For a bleaker picture, hospital leaders can look to California, which ranks last in the nation in access to emergency care with only 7.1 EDs per 1 million people. Fifty-five departments have closed in the last 10 years while the number of severely acute patients, as well as patients without true emergencies, visiting EDs has climbed. The situation has become so severe for providers that a group of emergency physicians sued the state of California earlier this year over a lack of funding that they claim threatens to collapse the state's safety net.
Is the rest of the nation destined to follow the same path? That depends, in part, on national factors out of hospitals' control. But hospitals can take steps on a local level to ease crowding, improve quality, and make the ED more financially viable. It isn't an easy task, and it may require hospitals to look at the ED more like a valuable service line than a safety net or financial sinkhole.
Service Line Success Key No. 1: Redesign the ED
Many of the problems that stem from the ED can be traced back to a single challenge: throughput. Sure, providing emergency care has other unique difficulties and shares many quality and operational challenges with the rest of the hospital. But figuring out how to reduce backups that lead to long patient waits and a chaotic culture would go a long way toward downgrading emergency care from crisis mode.
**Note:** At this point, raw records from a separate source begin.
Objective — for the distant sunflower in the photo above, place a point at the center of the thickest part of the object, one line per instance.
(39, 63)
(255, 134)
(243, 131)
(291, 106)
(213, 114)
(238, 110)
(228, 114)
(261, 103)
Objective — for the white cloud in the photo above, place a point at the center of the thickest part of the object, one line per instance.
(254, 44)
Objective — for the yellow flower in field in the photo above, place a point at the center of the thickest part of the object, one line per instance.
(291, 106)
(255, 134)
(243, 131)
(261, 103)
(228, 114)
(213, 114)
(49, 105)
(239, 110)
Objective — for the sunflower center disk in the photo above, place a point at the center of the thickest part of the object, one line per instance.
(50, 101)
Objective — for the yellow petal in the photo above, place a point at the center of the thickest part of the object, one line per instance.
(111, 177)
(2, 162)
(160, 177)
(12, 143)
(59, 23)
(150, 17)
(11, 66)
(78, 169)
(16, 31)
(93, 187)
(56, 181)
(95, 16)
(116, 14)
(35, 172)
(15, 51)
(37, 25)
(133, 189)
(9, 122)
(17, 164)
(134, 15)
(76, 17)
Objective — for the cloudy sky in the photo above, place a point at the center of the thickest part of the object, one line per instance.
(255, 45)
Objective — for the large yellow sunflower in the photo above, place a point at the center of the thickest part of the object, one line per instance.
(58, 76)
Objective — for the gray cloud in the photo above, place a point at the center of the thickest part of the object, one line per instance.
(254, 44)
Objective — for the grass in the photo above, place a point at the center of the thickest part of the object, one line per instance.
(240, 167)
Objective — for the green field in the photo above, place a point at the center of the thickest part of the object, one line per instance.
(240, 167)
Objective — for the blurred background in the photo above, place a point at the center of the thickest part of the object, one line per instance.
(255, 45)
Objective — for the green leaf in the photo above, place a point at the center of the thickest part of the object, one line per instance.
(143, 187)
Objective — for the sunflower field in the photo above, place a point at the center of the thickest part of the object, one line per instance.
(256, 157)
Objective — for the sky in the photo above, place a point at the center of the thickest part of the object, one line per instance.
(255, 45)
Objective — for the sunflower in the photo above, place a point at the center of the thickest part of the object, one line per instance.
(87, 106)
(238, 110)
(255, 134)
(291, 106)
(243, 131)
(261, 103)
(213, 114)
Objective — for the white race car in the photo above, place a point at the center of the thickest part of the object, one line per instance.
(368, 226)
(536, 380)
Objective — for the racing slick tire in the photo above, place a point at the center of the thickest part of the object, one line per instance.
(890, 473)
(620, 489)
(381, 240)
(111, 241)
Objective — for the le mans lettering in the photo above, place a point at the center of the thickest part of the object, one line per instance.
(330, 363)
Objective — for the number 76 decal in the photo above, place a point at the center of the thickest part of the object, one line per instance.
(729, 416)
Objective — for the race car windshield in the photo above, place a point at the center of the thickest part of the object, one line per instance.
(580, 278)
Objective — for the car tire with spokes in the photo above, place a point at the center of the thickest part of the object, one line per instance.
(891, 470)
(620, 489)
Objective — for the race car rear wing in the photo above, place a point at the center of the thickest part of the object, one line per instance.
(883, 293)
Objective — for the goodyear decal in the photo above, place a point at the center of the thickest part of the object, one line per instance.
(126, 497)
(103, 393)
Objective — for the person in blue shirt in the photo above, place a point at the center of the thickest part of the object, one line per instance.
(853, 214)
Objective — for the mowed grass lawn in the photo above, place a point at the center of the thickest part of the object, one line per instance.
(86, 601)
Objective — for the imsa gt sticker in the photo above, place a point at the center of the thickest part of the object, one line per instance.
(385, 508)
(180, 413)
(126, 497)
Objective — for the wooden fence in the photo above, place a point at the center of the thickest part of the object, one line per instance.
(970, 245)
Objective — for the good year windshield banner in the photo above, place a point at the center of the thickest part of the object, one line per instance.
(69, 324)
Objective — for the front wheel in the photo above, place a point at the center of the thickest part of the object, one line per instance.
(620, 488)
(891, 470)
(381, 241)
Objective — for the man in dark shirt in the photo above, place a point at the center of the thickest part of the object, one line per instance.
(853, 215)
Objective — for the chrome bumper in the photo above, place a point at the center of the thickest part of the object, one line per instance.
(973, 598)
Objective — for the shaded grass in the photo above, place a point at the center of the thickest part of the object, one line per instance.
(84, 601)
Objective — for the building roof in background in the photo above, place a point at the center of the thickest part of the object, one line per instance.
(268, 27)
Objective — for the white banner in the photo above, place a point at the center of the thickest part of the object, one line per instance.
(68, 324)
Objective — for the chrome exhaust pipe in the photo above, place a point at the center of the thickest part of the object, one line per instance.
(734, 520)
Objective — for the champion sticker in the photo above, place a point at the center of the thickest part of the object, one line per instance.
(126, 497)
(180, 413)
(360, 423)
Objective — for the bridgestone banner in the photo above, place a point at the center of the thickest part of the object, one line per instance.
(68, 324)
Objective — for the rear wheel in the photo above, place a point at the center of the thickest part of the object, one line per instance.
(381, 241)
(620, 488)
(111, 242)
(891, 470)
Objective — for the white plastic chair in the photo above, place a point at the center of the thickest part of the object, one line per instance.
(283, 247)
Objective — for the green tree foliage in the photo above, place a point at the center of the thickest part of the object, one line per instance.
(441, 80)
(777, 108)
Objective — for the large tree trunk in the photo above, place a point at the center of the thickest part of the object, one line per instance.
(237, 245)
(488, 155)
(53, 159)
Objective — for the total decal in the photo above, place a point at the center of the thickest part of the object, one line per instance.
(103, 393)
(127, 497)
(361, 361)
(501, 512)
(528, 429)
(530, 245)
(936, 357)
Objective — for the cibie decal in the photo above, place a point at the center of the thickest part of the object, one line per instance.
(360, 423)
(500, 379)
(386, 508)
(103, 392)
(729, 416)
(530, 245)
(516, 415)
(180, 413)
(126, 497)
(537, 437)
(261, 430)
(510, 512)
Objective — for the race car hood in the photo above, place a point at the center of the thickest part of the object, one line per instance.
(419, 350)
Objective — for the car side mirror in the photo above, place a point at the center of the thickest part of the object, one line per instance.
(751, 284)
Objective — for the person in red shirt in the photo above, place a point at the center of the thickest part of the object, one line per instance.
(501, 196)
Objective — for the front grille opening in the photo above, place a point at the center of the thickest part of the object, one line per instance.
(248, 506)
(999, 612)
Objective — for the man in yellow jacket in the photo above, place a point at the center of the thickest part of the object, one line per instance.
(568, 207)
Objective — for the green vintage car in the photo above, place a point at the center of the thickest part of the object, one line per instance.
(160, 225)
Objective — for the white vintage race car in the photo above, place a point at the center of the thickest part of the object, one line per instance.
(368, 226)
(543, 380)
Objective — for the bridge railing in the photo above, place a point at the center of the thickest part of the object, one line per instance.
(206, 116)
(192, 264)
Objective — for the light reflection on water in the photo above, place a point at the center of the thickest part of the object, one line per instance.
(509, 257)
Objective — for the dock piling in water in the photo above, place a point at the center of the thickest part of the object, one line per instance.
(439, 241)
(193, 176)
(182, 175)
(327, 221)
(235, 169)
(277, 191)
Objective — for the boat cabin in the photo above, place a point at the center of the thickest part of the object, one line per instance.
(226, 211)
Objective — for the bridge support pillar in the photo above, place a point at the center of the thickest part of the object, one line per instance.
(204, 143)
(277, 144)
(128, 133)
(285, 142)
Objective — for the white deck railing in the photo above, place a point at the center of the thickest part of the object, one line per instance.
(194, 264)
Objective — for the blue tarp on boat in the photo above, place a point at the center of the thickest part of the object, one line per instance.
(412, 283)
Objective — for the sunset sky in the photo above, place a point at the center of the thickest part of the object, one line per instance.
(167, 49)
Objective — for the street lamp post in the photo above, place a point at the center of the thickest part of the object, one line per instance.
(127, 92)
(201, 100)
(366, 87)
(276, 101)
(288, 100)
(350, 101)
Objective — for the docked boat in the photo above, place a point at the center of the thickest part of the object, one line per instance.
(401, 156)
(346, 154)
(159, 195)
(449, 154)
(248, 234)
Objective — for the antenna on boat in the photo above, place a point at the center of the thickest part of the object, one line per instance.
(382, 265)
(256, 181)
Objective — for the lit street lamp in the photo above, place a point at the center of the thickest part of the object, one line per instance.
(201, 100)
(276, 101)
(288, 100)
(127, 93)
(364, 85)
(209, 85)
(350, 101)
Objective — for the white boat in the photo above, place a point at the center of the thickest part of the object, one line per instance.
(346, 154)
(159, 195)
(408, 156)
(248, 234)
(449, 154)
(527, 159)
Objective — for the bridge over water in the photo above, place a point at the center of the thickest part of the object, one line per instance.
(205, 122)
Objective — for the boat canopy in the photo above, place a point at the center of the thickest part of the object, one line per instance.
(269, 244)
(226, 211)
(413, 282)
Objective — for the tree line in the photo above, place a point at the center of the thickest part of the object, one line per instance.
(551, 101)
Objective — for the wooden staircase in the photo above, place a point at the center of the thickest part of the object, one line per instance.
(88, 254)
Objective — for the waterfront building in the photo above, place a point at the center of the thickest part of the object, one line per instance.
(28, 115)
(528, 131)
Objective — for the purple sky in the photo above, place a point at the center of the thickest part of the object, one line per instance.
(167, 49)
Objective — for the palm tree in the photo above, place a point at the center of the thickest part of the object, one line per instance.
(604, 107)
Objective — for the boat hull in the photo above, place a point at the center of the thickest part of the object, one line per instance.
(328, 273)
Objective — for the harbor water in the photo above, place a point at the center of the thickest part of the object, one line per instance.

Most areas of the country are treating a greater volume of patients in EDs that haven't been substantially expanded in decades. But what if a hospital could start from scratch? How much could a better design help in improving patient flow through the ED?
Sharp Healthcare, a nonprofit regional healthcare delivery system based in San Diego, had a chance to test that out when it opened a new 350,000-square-foot, 332-bed hospital earlier this year. One of the goals in building Sharp Memorial Hospital was to redesign the ED and trauma center for efficiency and throughput, says Dan Gross, executive vice president of operations for Sharp, which includes four acute care and three specialty hospitals, two medical groups, and a health plan.
Designers started by expanding the patient waiting area to ease overcrowding and tripling the triage department so patients could be admitted faster. A smaller, three-bay "minor treatment area" was added so patients with minor problems could be moved swiftly out of the general ED waiting area, says Gross, who was CEO of Sharp's Metropolitan Medical Campus, where the new hospital is located, during the design and construction phase.
An additional critical decision unit was built for the cohort of patients who may need a longer diagnostic and workup time. Instead of putting these patients in a holding bed in the general ER, they are moved to the critical decision unit while physicians work to decide if they should be admitted into the hospital.
"Oftentimes what happens is, to kind of clear the ER, there can be a tendency to want to just admit them upstairs to an inpatient unit to keep the throughput going, which is not the most cost-efficient way of care," says Gross.
A final component of the redesign was a diagnostic and imaging center—including a 64-slice CT scanner and two general radiology rooms—within the ED to reduce turnaround time for tests. Instead of being transported on a wheelchair or gurney to the hospital's radiology department to get in the hospital's general imaging queue, patients are scanned in the ED and assessed much more quickly.